Division of Minimally Invasive and Gastrointestinal Surgery, Department of Surgery, Medical College of Wisconsin, 8701 W Watertown Plank Rd, Wauwatosa, WI, 53226, USA.
Saint Joseph Hospital, Denver, CO, USA.
Hernia. 2024 Aug;28(4):1069-1075. doi: 10.1007/s10029-023-02817-9. Epub 2023 Jun 8.
Several risk calculators have been developed and deployed to help surgeons estimate the mortality risk that comes with performing hernia repair surgery on patient with severe liver disease. This study seeks to evaluate the accuracy of these risk calculators on patients with cirrhosis and identify the most suitable population of patient to use these calculators on.
The American College of Surgeons National Surgery Quality Improvement Program (NSQIP) 2013-2021 datasets were queried for patients who underwent hernia repair surgery.
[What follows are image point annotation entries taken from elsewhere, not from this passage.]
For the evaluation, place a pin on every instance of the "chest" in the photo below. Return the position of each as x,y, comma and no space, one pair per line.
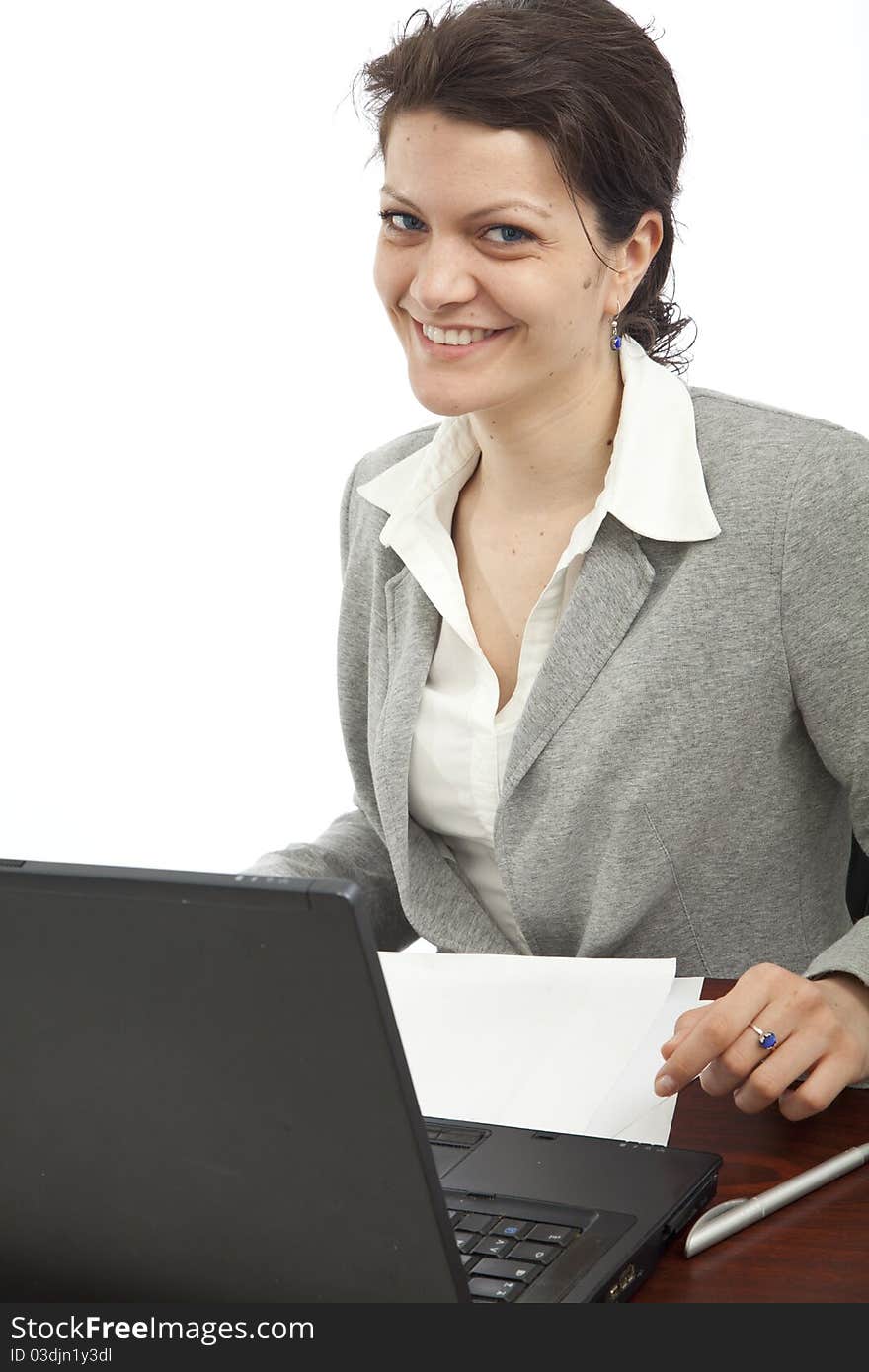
503,572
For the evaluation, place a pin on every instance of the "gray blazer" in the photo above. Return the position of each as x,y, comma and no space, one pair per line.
695,749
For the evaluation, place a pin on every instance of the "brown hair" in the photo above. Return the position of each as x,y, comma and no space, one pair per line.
588,80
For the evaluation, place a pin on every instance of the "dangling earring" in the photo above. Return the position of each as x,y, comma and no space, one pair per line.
615,341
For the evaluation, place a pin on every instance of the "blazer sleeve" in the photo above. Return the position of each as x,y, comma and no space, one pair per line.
826,629
349,850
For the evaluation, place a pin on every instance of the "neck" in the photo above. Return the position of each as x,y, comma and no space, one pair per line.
553,460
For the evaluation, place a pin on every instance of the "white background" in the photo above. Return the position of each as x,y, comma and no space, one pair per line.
193,357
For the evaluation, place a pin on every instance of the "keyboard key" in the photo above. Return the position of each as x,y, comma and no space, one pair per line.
506,1268
493,1288
551,1234
513,1228
534,1252
495,1245
465,1241
479,1223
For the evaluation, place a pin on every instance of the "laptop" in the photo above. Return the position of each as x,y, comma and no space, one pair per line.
204,1098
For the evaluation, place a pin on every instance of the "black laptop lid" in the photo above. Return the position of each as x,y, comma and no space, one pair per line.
203,1098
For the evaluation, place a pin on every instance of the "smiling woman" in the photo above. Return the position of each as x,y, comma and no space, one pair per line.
584,718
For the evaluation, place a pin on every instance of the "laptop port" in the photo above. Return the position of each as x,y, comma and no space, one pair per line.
625,1279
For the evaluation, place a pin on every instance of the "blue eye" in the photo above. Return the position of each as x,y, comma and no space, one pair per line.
400,214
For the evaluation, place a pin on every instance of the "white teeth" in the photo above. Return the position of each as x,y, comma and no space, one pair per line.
453,337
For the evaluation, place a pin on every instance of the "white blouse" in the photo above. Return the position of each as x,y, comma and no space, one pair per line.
654,485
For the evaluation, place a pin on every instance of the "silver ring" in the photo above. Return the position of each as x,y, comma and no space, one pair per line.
767,1040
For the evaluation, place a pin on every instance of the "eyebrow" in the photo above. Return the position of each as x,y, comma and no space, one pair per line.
475,214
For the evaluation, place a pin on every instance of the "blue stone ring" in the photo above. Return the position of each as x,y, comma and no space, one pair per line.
767,1040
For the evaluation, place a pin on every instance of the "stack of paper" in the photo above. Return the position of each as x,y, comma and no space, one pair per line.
565,1044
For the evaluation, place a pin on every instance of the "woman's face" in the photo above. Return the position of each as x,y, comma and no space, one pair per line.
439,260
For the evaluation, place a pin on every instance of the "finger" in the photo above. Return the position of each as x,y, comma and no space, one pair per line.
777,1072
746,1055
822,1086
685,1021
718,1029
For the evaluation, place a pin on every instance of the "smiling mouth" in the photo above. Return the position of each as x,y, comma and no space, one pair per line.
456,348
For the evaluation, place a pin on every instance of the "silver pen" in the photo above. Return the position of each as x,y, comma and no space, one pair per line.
732,1216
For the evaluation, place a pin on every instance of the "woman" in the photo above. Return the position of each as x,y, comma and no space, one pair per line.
602,644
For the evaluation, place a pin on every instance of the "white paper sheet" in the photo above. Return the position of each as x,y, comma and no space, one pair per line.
632,1110
528,1041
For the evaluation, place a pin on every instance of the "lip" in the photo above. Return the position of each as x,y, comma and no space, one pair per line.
456,350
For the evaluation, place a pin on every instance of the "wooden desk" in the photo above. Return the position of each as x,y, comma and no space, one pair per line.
813,1250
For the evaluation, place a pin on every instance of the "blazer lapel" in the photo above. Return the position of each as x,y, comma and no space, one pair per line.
436,901
611,589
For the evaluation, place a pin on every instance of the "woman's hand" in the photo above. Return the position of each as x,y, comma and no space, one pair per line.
822,1030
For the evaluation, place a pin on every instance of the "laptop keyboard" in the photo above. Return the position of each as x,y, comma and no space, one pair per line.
514,1249
503,1255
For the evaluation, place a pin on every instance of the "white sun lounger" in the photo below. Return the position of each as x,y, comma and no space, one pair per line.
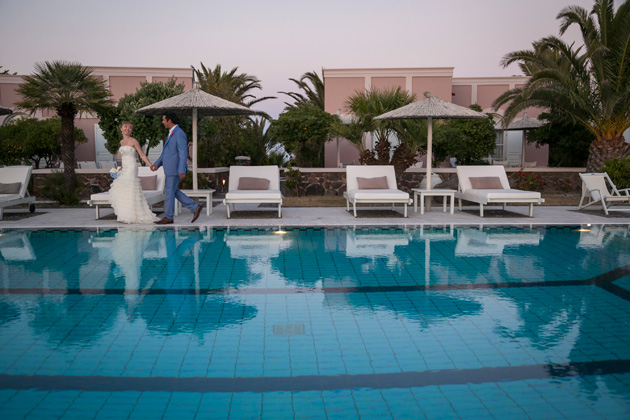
356,195
153,196
240,193
599,188
10,176
493,174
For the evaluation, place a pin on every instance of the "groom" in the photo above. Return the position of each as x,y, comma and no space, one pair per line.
173,158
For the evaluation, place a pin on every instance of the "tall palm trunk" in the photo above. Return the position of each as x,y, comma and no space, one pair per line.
67,114
604,149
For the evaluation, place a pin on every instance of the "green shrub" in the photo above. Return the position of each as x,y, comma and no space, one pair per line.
619,172
52,187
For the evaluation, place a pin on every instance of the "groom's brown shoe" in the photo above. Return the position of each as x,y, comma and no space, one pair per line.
196,213
164,221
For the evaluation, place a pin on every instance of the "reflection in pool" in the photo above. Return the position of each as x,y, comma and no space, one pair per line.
447,322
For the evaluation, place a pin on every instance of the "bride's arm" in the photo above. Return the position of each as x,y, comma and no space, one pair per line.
144,157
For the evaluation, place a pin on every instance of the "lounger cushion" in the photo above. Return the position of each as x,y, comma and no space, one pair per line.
252,183
503,194
384,195
486,183
148,182
257,195
377,183
11,188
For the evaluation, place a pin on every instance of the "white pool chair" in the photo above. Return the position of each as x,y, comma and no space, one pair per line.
14,187
489,185
372,184
599,188
253,184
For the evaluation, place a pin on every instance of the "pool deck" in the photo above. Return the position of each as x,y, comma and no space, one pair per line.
327,216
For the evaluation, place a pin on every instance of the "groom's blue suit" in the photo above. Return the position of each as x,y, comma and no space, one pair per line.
173,159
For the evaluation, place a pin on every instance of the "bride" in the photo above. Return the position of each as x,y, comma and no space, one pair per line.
125,195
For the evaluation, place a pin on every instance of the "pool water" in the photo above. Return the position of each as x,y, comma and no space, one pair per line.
371,323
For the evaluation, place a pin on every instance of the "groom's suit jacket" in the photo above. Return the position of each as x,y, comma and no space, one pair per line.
174,153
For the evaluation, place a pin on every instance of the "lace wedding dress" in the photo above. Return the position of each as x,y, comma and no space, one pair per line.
125,195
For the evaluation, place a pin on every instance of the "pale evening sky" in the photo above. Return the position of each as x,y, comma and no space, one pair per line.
277,39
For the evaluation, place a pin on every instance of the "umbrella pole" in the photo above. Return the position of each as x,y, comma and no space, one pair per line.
195,185
429,160
523,150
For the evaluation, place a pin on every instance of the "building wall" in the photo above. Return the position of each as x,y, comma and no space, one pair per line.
342,83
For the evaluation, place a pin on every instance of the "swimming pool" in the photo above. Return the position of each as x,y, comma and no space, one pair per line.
404,323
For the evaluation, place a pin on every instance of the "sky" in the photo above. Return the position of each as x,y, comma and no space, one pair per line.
275,40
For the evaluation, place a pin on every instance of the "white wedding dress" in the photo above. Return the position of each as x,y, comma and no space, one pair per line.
125,195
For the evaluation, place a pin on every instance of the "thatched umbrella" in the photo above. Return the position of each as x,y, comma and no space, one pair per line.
431,108
196,102
523,124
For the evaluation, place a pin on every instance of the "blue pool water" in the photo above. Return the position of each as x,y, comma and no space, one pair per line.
372,323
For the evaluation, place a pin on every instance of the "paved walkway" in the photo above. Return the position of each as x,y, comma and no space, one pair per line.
329,216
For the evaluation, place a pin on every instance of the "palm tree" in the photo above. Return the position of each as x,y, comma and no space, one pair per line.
229,85
67,89
312,95
591,83
228,137
368,104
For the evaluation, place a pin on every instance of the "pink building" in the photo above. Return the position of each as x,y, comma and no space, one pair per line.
342,83
121,81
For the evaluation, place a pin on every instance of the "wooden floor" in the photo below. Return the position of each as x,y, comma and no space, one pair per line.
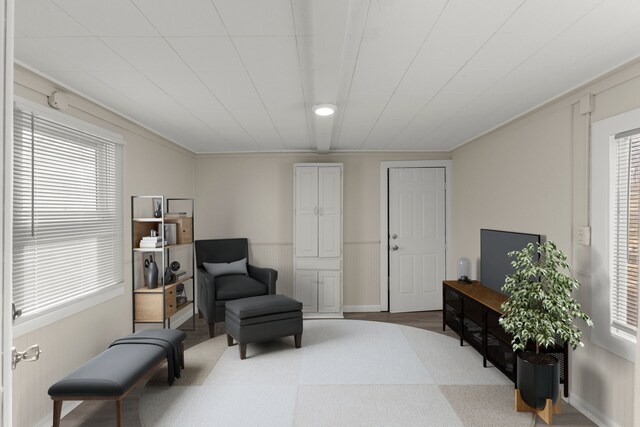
98,414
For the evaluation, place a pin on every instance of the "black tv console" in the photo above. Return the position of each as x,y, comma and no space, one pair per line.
472,311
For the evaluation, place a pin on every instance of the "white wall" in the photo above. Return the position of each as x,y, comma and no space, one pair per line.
533,176
251,195
153,165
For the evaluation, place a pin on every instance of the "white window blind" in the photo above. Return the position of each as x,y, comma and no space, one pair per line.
67,212
626,235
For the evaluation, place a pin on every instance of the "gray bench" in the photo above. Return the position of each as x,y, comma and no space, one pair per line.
262,318
112,374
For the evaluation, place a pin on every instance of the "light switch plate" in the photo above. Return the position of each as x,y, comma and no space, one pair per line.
584,236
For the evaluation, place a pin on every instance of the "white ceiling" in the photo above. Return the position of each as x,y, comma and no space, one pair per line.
242,75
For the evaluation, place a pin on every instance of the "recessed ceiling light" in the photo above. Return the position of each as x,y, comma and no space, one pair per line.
324,109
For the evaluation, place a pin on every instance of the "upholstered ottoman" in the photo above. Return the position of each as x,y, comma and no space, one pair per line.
262,318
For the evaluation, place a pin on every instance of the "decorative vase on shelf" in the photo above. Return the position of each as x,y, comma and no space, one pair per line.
150,273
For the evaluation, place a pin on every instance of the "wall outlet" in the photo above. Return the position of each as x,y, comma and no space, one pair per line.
584,236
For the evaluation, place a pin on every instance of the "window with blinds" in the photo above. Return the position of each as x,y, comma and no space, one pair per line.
625,235
67,212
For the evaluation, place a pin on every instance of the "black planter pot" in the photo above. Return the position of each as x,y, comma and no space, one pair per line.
538,378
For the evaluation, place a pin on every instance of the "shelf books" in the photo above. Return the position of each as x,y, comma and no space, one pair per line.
151,242
175,214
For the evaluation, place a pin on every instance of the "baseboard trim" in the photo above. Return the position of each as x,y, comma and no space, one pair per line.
67,406
360,308
590,412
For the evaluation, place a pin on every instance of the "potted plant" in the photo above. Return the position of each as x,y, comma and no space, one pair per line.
540,310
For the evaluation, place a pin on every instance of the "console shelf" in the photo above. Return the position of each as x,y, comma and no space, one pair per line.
472,311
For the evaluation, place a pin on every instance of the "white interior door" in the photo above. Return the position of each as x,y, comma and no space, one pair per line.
417,245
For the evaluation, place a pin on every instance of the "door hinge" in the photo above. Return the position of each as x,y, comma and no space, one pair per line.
31,354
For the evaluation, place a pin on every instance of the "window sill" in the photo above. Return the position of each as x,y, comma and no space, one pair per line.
29,325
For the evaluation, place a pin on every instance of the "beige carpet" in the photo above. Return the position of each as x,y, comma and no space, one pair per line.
346,373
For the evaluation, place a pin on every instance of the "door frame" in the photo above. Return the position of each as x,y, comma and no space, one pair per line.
6,156
384,217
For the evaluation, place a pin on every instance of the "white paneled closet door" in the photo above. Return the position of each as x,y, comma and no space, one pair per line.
306,212
330,211
318,238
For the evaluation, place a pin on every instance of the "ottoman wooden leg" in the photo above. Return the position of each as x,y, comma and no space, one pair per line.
57,412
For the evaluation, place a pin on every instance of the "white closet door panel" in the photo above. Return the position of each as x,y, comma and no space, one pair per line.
306,215
306,235
329,294
306,290
306,189
330,201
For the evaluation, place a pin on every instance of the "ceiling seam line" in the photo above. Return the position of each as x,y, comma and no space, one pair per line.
516,67
395,89
455,74
182,59
353,73
304,95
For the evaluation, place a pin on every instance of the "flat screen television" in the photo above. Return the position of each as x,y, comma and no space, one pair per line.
495,264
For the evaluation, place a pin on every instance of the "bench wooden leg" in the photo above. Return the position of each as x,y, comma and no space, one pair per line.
57,412
182,354
119,413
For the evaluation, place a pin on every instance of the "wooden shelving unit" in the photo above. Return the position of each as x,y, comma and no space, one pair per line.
158,305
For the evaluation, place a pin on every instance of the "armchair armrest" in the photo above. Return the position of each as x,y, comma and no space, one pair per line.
206,293
267,276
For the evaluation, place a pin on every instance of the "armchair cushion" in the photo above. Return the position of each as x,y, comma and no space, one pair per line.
236,286
224,268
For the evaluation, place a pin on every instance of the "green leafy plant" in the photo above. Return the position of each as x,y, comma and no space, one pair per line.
540,307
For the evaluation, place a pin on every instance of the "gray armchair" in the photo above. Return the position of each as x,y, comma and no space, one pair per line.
214,291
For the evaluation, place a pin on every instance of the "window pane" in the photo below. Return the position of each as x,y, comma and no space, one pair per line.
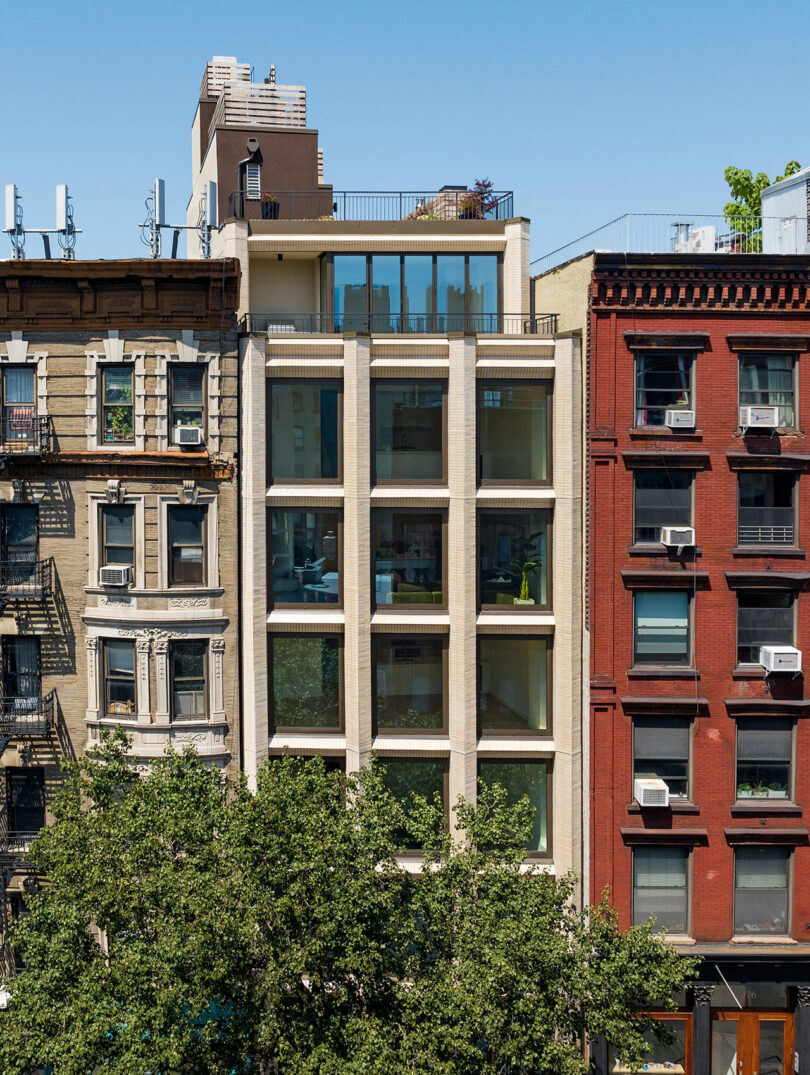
523,778
513,688
408,555
409,431
763,619
306,672
663,382
385,290
662,627
304,557
663,499
513,558
766,514
351,294
418,292
303,430
409,679
513,432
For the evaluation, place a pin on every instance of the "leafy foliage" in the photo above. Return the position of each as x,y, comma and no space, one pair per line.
188,925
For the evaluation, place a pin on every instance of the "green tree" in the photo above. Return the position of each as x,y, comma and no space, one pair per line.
187,925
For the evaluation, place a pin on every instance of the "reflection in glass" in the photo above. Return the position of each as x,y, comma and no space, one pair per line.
408,431
408,554
303,431
306,681
351,294
523,778
304,557
512,687
513,560
513,432
409,679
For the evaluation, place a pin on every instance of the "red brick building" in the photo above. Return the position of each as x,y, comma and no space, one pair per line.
691,360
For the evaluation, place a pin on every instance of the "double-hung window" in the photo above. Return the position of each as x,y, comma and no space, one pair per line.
768,380
663,383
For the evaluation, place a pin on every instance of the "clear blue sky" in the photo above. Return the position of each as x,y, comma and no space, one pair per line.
585,110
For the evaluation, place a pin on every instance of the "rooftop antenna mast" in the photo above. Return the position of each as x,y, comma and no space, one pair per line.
151,228
65,230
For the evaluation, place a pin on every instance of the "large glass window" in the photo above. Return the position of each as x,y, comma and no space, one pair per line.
661,749
407,777
117,542
768,381
408,557
521,778
663,498
513,558
186,395
304,557
118,673
661,888
662,627
187,546
188,679
763,619
513,684
764,753
304,430
409,431
409,683
761,888
513,440
304,671
117,403
766,509
663,383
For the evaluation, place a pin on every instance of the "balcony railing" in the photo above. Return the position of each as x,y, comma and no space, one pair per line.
328,204
32,715
543,325
765,526
32,579
24,433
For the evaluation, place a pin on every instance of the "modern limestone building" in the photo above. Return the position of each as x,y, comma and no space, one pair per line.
411,475
118,585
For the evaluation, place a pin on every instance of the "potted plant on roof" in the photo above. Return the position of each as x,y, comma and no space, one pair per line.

Mayo Clinic's "Post-operative Mortality Risk in Patients with Cirrhosis" risk calculator, Model for End-Stage Liver Disease (MELD) calculator, NSQIP's Surgical Risk Calculator, and a surgical 5-item modified frailty index were assessed to determine whether they accurately predict mortality following abdominal hernia repair.
In total, 1368 patients met inclusion criteria. Receiver operating characteristic (ROC) curve analysis of the 4 mortality risk calculators resulted in the following: NSQIP Surgical Risk Calculator = 0.803 (p < 0.001); "Post-operative Mortality Risk in Patients with Cirrhosis" with an etiology of "Alcoholic or Cholestatic" yielded an AUC = 0.722 (p < 0.001); MELD score yielded an AUC = 0.709 (p < 0.001); and the modified 5-item frailty index yielded an AUC = 0.583 (p = 0.04).
The NSQIP Surgical Risk Calculator more accurately predicts 30-day mortality in patients with ascites undergoing hernia repair. However, if the patient is missing one of the 21 input variables required by this calculator, Mayo Clinic's 30-day mortality calculator should be consulted before the more widely used MELD score.
已经开发并部署了几种风险计算器,以帮助外科医生估算对患有严重肝脏疾病的患者进行疝修补手术的死亡率风险。本研究旨在评估这些风险计算器在肝硬化患者中的准确性,并确定最适合使用这些计算器的患者人群。
通过美国外科医师学会国家手术质量改进计划(NSQIP)2013-2021 年数据集查询接受疝修补手术的患者。评估 Mayo 诊所的“肝硬化患者术后死亡率风险”风险计算器、终末期肝病模型(MELD)计算器、NSQIP 手术风险计算器和一个手术 5 项修正虚弱指数,以确定它们是否能准确预测腹部疝修补术后的死亡率。
共有 1368 名患者符合纳入标准。4 种死亡率风险计算器的受试者工作特征(ROC)曲线分析结果如下:NSQIP 手术风险计算器 = 0.803(p < 0.001);病因为“酒精性或胆汁淤积性”的“肝硬化患者术后死亡率风险”计算器的 AUC = 0.722(p < 0.001);MELD 评分的 AUC = 0.709(p < 0.001);修正的 5 项虚弱指数的 AUC = 0.583(p = 0.04)。
在有腹水的疝修补患者中,NSQIP 手术风险计算器更准确地预测 30 天死亡率。但是,如果患者缺少这个计算器所需的 21 个输入变量中的一个,则应在使用更广泛的 MELD 评分之前,咨询 Mayo 诊所的 30 天死亡率计算器。